Severity Levels

The first step in any incident response process is to determine what actually constitutes an incident. We have two high level categories for classifying incidents: this is done using "SR" or "IN" defintions with an attached priority of "Minor", "Normal" or "Major". "SR" are "Service requests" initiated by a customer and usually do not constitute a critical issue (there are exceptions) while "IN" are "incidents" which are generally "urgent".

All of our operational issues are to be classified as either a Service Request or an Incident. Incidents have priority over Service Requests provided that there are no Service Requests with a higher priority. In general you will want to resolve a higher severity SR or IN than a lower one (a "Major" priority gets a more intensive response than a "Normal" incident for example).

Always Assume The Worst

If you are unsure which level an incident is (e.g. not sure if IN is Major or Normal), treat it as the higher one.
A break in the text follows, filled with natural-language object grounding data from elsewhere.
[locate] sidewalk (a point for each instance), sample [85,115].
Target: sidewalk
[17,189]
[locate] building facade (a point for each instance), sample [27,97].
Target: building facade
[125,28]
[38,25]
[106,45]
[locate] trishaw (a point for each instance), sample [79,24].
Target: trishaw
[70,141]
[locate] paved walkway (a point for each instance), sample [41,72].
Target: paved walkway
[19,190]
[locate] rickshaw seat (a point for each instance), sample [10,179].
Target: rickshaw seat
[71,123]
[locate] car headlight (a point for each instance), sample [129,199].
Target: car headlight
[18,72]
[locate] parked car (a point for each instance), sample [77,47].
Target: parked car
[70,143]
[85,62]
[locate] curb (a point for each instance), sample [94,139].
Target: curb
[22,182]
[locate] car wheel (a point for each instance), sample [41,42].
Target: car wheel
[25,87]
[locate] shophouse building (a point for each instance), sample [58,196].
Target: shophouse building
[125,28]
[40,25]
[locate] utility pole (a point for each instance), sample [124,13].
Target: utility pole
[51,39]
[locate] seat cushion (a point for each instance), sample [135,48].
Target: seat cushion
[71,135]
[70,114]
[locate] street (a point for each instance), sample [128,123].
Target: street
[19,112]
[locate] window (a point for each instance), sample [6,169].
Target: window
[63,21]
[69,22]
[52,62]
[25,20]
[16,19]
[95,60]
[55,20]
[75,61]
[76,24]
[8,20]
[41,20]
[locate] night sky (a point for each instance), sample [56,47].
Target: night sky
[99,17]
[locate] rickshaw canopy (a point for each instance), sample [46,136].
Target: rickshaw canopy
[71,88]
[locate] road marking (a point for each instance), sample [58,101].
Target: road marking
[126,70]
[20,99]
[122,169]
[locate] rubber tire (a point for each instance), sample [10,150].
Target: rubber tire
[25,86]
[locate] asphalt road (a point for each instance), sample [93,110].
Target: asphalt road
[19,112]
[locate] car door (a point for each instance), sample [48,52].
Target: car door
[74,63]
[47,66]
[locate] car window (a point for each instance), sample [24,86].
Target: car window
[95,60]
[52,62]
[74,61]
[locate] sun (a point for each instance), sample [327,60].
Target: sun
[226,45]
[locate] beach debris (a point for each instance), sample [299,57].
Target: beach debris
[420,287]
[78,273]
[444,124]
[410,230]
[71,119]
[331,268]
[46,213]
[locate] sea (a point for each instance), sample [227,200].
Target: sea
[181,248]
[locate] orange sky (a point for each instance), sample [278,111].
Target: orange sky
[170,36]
During an incident is not the time to discuss or litigate severities, just assume the highest and review during a post-mortem.
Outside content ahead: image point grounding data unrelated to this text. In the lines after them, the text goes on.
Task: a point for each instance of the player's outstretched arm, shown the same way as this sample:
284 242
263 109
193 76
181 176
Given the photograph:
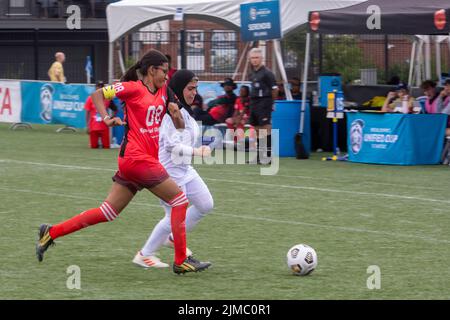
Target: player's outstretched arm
97 99
176 116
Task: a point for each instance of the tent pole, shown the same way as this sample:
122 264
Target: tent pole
110 63
243 55
438 58
277 49
411 61
418 69
427 58
305 80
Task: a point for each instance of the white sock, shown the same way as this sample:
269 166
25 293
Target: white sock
157 237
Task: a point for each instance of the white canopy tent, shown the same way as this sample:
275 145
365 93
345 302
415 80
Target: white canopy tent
129 15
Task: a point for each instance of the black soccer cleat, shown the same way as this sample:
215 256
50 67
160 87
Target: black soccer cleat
44 241
190 264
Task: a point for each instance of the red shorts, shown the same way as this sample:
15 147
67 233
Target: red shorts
139 174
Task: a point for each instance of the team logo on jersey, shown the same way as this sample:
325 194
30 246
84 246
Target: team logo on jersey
356 135
253 13
46 101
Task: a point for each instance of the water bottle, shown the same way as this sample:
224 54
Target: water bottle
405 108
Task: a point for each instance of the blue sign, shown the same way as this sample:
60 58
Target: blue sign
286 118
403 139
260 21
54 103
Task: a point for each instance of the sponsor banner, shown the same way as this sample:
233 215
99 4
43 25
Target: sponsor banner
403 139
260 21
55 103
210 90
10 101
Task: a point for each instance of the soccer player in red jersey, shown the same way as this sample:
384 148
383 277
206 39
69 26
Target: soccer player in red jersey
146 102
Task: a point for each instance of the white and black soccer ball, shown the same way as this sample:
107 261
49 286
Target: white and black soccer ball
302 259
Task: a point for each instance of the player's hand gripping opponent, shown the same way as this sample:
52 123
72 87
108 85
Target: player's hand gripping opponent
113 122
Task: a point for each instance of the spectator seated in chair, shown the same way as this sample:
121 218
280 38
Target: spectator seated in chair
443 104
400 101
220 108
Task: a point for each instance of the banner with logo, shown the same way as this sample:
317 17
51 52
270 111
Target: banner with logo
402 139
210 90
260 21
55 103
10 101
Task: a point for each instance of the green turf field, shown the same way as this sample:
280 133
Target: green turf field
354 215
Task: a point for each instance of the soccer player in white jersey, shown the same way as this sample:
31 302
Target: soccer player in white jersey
176 149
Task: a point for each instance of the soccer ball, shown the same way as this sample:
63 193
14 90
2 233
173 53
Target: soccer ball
302 259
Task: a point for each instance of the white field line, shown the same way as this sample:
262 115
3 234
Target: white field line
246 217
271 185
328 179
233 172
Severity Description What To Do
Major
  • The system is in a critical state and is actively impacting a large number of customers.
  • Functionality has been severely impaired for a long time, breaking SLA.
  • Customer-data-exposing security vulnerability has come to our attention.
See During an Incident.
Normal
  • Functionality of virtualization platform is severely impaired.
  • E-mail system is offline.
See During an Incident.
Anything above this line is considered a "Major Incident". These are generally Incidents (IN). Below are service requests (SR) which are usually initiated by a human who can help with prioritizing. A call is triggered for all major incidents (indifferently of SR or IN).
Normal
  • Partial loss of functionality, only affecting minority of customers.
  • Something that has the likelihood of becoming Major if nothing is done.
  • No redundancy in a service (failure of 1 more node will cause outage).
  • Work on issue as your top priority.
  • Liaise with engineers of affected systems to identify cause.
  • If related to recent deployment, rollback.
  • Monitor status and notice if/when it escalates.
  • Mention on Slack if you think it has the potential to escalate.
Normal
  • Performance issues (delays, etc). Tasks that require non-immediate attention.
  • Job failure (not impacting alerting).
  • Work on the issue as your first priority (above "Low" tasks).
  • Monitor status and notice if/when it escalates.
Low
  • Normal issues which aren't impacting system use, cosmetic issues, etc.
  • Create a DoIT card and assign to owner of affected system.

Be Specific

When creating Cards in Doit, be as specific as possible and include all necessary details. Include relevant details regarding when the issue started, what may have triggered it, etc.. Document your efforts through worklogs and be specific there as well.